On the other hand, as I have said, I think it's a -- for Chubb, it is a better trade to us to grow our insurance, property catastrophe-related exposure that it is to do it through our insurance -- our reinsurance operations. And so, we have put much more capital, are taking more exposure on the insurance side where we've got great transparency, we've got great distribution reach, we've got underwriting expertise up and down the food chain from personal lines to small commercial, to large industrial commercial, to E&S, across North America, across the globe. And so, we're participating heavily and choosing to do it there. On the. On the -- and we'll see what one-one produces and if we like the risk-adjusted returns on a relative basis to insurance, then we would lean in and do more in the property CAT area. But it's not -- the money is not burning a hole in our pocket by any means.

On the other side, reinsurance casualty, as I just said, look, it's not a new story to us about casualty and -- nor to our -- those who run our reinsurance business. They have the insights of Chubb's insurance business. And so, we've been very, very cautious, and we've shrunk our market share significantly. If casualty re improves to a point where it reflects the environment and you can earn a reasonable risk-adjusted return, you'd see us right more there. Other than that, we've got plenty of handles to pull in Chubb. And we remain patient and cautious. The only way to outperform in the insurance business as far as I know over top.

Gregory Peters
Analyst at Raymond James

Got it. Thanks for the detail.

Evan G. Greenberg
Chairman and Chief Executive Officer at Chubb

You're welcome.

Operator

Your next question comes from the line of David Motemaden with Evercore ISI. Your line is open.

David Motemaden
Analyst at Evercore ISI

Thanks. Good morning. I just had a question on North America commercial and the growth there. Obviously, the net premium written growth is coming in, just as you said, it would have.
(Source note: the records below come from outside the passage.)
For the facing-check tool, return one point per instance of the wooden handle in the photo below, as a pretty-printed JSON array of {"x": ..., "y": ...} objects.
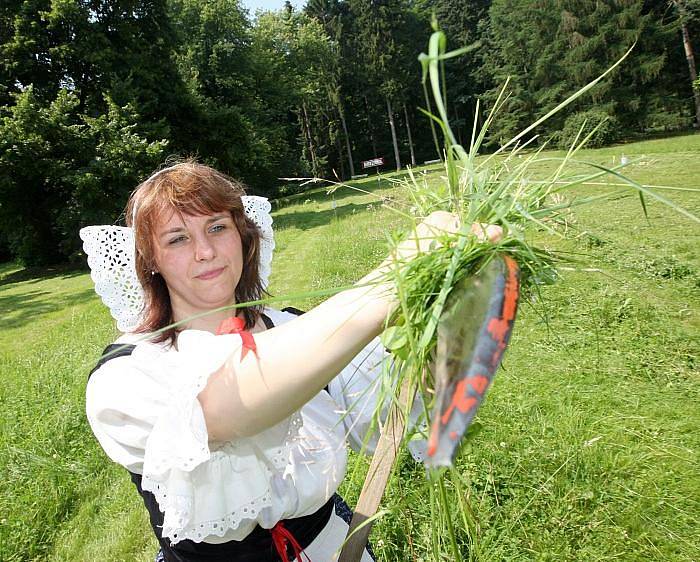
[{"x": 376, "y": 480}]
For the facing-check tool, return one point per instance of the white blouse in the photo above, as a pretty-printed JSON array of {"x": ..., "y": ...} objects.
[{"x": 144, "y": 411}]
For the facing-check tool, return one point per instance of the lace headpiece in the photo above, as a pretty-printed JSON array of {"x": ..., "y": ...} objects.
[{"x": 111, "y": 256}]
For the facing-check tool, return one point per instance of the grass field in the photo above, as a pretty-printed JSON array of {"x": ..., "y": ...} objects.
[{"x": 590, "y": 445}]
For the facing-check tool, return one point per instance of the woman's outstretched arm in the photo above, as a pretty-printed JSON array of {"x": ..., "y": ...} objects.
[{"x": 297, "y": 359}]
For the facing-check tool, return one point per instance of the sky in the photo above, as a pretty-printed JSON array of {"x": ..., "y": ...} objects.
[{"x": 254, "y": 5}]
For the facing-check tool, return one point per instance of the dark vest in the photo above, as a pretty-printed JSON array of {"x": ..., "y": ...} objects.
[{"x": 257, "y": 546}]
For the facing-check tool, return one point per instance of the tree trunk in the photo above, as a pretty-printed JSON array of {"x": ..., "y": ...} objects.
[
  {"x": 410, "y": 138},
  {"x": 691, "y": 67},
  {"x": 347, "y": 140},
  {"x": 371, "y": 131},
  {"x": 393, "y": 134},
  {"x": 340, "y": 161},
  {"x": 312, "y": 151},
  {"x": 432, "y": 124},
  {"x": 458, "y": 122}
]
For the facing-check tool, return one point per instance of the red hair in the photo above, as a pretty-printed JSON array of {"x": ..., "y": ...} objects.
[{"x": 189, "y": 188}]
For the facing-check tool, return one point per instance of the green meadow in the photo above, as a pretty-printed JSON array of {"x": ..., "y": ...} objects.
[{"x": 590, "y": 439}]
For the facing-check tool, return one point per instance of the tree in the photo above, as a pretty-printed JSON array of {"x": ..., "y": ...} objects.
[
  {"x": 687, "y": 9},
  {"x": 61, "y": 169},
  {"x": 551, "y": 48}
]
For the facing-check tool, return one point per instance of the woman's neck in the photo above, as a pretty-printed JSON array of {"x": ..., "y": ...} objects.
[{"x": 209, "y": 322}]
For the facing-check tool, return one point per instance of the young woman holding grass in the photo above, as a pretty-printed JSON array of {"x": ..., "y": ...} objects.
[{"x": 230, "y": 418}]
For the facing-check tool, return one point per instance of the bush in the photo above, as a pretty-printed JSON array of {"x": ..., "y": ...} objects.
[{"x": 608, "y": 129}]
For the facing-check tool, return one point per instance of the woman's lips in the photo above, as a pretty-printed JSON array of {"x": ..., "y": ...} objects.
[{"x": 211, "y": 274}]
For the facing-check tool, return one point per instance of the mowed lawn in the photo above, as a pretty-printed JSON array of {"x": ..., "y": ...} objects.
[{"x": 590, "y": 445}]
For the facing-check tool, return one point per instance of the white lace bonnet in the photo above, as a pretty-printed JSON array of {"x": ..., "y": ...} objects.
[{"x": 111, "y": 255}]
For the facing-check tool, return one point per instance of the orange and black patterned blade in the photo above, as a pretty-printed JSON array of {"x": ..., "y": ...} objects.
[{"x": 473, "y": 333}]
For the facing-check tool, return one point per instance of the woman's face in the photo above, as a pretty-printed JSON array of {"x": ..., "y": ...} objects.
[{"x": 201, "y": 259}]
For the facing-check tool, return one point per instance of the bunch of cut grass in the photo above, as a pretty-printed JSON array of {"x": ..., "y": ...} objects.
[{"x": 502, "y": 189}]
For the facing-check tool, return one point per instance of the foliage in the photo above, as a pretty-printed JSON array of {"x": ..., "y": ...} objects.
[
  {"x": 589, "y": 433},
  {"x": 552, "y": 48},
  {"x": 61, "y": 169},
  {"x": 600, "y": 128},
  {"x": 298, "y": 94}
]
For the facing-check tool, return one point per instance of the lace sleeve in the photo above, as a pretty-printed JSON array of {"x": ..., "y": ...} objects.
[{"x": 145, "y": 413}]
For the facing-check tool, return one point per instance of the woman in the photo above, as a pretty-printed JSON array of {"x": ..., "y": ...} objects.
[{"x": 232, "y": 440}]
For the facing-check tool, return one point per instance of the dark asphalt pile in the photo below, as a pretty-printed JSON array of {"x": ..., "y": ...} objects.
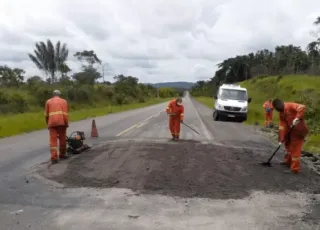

But I'm looking at the gross premium written growth and that decelerated a bit to 3% from 9% last quarter. I'm wondering if you could just walk through some of the moving pieces as to why that decelerated a little bit.

Evan G. Greenberg
Chairman and Chief Executive Officer at Chubb

Yeah. Thanks so much, David. Look, it's pretty simple. It was a couple of non-repeat or one-off fronted or structured deals. So, adjusting for those and really like, two or three, the gross growth was actually in line, right in-line with that. So, there's no underlying trend or broad sort of systemic. It was simply related to a couple of fronting deals.

David Motemaden
Analyst at Evercore ISI

Got it. Understood. And then just on, Peter had mentioned overall ongoing reserve development still strong on ongoing business in all-in. He had cited the $55 million of unfavorable on long-tail lines, which is small. But just wondering if you could just talk about what segments that was focused in and what lines were driving that. And maybe a little bit of detail on what's going on.

Evan G. Greenberg
Chairman and Chief Executive Officer at Chubb

It's no -- there is nothing new, no new story about it. It's auto and excess casualty and it's those years of '17 to '19, maybe a little bit of '16. And that's about it.

David Motemaden
Analyst at Evercore ISI

Got it. Makes sense. Thank you.

Evan G. Greenberg
Chairman and Chief Executive Officer at Chubb

Yeah, obviously. [Indecipherable] There aren't more words for me to -- we've all been talking about it, so -- for a number of years, and it is -- just continues to develop a bit, and we just strive to stay right on top of it.

Operator

Your next question is from the line of Mike Zaremski with BMO Capital Markets. Your line is open.

Michael Zaremski
Analyst at BMO Capital Markets

Hey, great, good morning. Good morning, Evan. I guess, I'll ask a question specifically on the North America commercial segment, and it's kind of -- it has to do with, I guess, reserves too taking off with some of the other questions. But if I just look at year-to-date, and this definitely isn't a Chubb-specific phenomenon, but I'll cite Chubb stats, reserve release levels running, let's just say, 50% below last year, 50% below even Chubb's like historical five years looking at our model. I guess, it implies something's changed. And I guess, the question we get from investors -- and by the way, I'm cognizant the absolute combined ratio is great, but the question we get from investors is that if reserve release levels have changed so much, why haven't loss cost inflation assumptions changed materially? Is that anything you'd like to comment there?

Evan G. Greenberg
Chairman and Chief Executive Officer at Chubb

Loss cost inflation? Let me key off of that for a second. I think your mental model may not be exactly right. Loss cost inflation over the last two years, and maybe longer, you've watched it step up, our disclosed loss cost inflation. And when it steps up, it first impacts your view, and therefore, your pricing and your loss ratios for your current accident year. You then have to apply it going back on your reinforced reserves. But your reinforced reserves continue to develop. And as they develop, if they develop with more inflation in the current calendar year than you imagined, and you think it has credibility, then you have to adjust those reserves going back. And then that informs your inflation factor you're going to use in the current period. And that's why you see inflation has -- loss cost inflation has evolved over the last few years, with the notion of increase of frequency of severity in particular.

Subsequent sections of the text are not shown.